Retori m’a rejoint dans la main du géant sans que je m’en rende compte. Je sens ses mains trembler sur mes épaules, ses yeux écarquillés sont fixés sur les miens, le coin de ses lèvres frémit légèrement. C’est la première fois que je la vois dans cet état, elle a l’air d’avoir peur. Terrifiée même. Cette réaction me prend de court. Mais je n’ai pas le temps d’y réfléchir que la colère envahit déjà son visage. Je préfère l’interrompre avant qu’elle ne commence.

 

—   C’est bon, je vais bien. Donne-moi juste cinq minutes, ou même trois.

—   Si tu crois que je vais te laisser…

—   S’il te plaît.

—   Tu… ! Ksa ! Fais comme tu veux !

 

Elle l’a plutôt bien pris. Je hoche la tête. L’éther est encore en moi, torrent vif et bouillant, mais cette fois, je prends garde à ne pas me laisser emporter, je m’accroche de toute ma conscience.

 

Il y a un sifflement, désagréable, encore lointain.

 

Naviguer sur le courant, garder le contrôle. Je n’ai pas tenu en réplique frontale contre le défèr-lent, il va falloir jouer autrement. Je puise dans ma mémoire les bons mots, ceux qui cajolent, ceux qui guident, pas de confrontation, jouer à la séduction. L’éther martèle mes veines, il piétine, cherche à se déchaîner. Je tiens. De l’autre côté du tunnel, le sifflement s’est transformé en un cri sortant d’un millier de gorges qui vomissent leurs stridences dans l’espace. Le resouffle arrive.
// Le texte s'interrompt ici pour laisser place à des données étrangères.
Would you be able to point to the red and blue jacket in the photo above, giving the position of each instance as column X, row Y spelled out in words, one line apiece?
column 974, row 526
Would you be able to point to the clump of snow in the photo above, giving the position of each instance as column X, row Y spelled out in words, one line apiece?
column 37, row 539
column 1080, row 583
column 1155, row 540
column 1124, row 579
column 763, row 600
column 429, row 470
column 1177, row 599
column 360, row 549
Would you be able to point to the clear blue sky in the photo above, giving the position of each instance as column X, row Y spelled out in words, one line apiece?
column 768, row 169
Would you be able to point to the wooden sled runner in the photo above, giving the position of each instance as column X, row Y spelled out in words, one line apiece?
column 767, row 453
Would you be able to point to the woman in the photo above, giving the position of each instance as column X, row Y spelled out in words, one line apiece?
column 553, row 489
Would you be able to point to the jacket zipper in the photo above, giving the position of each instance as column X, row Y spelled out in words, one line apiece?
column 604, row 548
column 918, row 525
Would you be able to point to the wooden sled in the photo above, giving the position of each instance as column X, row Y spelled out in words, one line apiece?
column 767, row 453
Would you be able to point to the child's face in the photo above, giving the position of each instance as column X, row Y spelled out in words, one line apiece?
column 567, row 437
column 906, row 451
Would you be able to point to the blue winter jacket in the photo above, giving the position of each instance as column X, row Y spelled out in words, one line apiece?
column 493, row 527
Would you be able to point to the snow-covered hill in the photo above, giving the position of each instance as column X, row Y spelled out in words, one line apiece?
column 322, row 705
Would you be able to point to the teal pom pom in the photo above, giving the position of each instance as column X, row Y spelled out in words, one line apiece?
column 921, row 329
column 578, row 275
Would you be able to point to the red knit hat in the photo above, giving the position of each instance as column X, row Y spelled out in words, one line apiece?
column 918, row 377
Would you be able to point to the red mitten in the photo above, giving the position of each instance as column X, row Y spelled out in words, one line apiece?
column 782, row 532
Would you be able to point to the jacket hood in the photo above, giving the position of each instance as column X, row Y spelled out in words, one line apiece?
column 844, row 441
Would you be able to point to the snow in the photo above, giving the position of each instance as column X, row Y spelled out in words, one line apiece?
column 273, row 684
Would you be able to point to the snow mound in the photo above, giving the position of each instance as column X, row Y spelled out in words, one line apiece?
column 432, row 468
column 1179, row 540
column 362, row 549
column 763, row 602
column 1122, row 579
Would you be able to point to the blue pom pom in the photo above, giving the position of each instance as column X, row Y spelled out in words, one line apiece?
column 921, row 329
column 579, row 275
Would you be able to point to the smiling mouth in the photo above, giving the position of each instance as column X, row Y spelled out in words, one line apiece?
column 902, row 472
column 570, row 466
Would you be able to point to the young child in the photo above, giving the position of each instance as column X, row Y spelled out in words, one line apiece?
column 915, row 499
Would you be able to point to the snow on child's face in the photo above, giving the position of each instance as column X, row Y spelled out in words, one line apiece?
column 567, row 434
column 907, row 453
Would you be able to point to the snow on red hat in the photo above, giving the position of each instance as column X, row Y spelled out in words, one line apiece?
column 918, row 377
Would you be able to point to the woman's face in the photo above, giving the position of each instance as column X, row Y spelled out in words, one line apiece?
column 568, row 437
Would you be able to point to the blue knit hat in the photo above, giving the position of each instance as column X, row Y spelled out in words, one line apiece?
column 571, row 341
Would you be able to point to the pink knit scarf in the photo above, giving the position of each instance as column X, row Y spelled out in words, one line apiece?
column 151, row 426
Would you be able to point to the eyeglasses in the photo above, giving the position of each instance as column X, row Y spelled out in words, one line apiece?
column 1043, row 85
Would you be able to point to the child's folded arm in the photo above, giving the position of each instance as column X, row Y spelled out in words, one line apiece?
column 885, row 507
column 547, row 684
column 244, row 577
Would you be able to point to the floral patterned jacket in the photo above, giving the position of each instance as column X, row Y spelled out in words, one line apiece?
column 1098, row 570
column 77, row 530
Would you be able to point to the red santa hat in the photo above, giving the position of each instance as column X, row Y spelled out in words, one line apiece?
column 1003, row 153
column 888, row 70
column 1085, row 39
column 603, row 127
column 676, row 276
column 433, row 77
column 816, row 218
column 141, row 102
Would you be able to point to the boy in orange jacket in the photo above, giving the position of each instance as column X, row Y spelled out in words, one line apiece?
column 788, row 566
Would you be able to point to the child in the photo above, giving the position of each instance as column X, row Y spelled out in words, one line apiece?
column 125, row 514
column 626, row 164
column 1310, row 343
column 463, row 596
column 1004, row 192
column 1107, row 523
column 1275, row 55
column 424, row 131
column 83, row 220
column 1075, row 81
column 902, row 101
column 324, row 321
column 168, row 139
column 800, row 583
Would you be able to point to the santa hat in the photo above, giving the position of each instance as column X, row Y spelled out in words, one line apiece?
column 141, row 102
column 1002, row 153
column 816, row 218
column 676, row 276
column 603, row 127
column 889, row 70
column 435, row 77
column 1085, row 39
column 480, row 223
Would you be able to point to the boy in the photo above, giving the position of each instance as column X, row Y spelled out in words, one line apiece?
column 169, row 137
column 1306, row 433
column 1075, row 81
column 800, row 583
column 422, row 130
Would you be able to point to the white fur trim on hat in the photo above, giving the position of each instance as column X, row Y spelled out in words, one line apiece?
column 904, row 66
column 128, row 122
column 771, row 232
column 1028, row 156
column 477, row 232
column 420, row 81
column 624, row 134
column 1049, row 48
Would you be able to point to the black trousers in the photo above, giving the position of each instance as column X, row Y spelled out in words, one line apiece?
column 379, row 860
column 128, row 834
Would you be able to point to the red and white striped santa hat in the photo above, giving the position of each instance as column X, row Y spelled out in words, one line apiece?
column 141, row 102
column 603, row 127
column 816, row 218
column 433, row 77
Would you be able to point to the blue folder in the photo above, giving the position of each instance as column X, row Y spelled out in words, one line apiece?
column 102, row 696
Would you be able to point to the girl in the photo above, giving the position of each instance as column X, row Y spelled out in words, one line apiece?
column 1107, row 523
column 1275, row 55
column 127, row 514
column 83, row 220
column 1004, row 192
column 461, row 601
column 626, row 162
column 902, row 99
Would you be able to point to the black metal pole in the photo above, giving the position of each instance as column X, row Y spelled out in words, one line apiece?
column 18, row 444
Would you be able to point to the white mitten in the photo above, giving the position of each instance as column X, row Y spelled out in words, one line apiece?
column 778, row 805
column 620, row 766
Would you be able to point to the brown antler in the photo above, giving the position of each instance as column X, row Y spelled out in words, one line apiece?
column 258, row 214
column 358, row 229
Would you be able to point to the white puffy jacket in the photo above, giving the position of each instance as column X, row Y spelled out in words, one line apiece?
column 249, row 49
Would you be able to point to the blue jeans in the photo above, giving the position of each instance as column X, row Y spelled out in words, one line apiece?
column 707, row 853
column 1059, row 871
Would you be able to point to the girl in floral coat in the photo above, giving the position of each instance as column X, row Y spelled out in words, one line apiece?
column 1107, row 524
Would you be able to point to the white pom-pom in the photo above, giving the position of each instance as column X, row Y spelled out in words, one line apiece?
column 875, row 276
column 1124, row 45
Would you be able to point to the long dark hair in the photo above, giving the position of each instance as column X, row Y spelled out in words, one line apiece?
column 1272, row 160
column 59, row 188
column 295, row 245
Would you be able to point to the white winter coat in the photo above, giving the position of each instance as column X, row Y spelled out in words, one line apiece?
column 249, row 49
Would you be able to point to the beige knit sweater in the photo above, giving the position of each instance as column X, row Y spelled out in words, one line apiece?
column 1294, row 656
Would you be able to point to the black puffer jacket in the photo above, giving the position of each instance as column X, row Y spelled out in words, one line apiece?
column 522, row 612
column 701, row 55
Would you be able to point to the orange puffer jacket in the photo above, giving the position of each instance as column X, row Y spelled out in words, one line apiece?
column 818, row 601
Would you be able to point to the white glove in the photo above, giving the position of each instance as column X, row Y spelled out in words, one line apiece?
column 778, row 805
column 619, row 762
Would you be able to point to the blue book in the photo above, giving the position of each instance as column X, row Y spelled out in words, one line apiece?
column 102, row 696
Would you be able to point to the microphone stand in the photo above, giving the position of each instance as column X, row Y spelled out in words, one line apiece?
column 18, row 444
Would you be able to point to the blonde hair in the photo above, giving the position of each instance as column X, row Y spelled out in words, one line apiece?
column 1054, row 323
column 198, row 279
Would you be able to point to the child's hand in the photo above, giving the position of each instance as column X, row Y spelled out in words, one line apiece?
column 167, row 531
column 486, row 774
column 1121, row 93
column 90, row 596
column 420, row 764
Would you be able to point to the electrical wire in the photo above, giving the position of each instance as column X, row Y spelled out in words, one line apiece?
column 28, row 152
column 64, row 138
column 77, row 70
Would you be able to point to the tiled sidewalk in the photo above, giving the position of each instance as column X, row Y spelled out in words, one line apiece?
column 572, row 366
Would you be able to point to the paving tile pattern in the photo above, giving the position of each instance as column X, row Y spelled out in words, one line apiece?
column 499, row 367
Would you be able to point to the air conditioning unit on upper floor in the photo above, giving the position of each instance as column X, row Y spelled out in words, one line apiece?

Ses vociférations se jettent brutalement à notre poursuite, vite. Trop vite. Beaucoup trop vite. Je ne vais pas avoir le temps de compléter ma rhétherorique, toutes les tournures que j’ai préparées s’emmêlent dans ma gorge, je n’arrive plus à les ordonner. Ne pas paniquer, ne pas paniquer. Le bruit a envahi mon esprit, il s’infiltre dans chacune de mes idées et déchire le fil de mes pensées. Je tombe à genoux, jetée à terre sous la violence de l’assaut. Malgré cela, l’once de conscience qui me reste est suffisamment éveillée pour me rappeler que je dois me séparer de l’éther, le laisser partir avant qu’il ne me consume. La méthode me revient, mécaniquement, je calme ma respiration, prépare une sortie, fait couler. Et laisser tomber ? Lui donner raison ? Pas pour cette fois.

 

Alors je jette tout. Aucun plan, aucune finesse. Je réagis simplement. J’expulse d’un seul coup toute ma rage, je l’enfle de tout mon éther. Pas de tournures compliquées ni de syntaxe élégante, juste la brutalité d’un cri.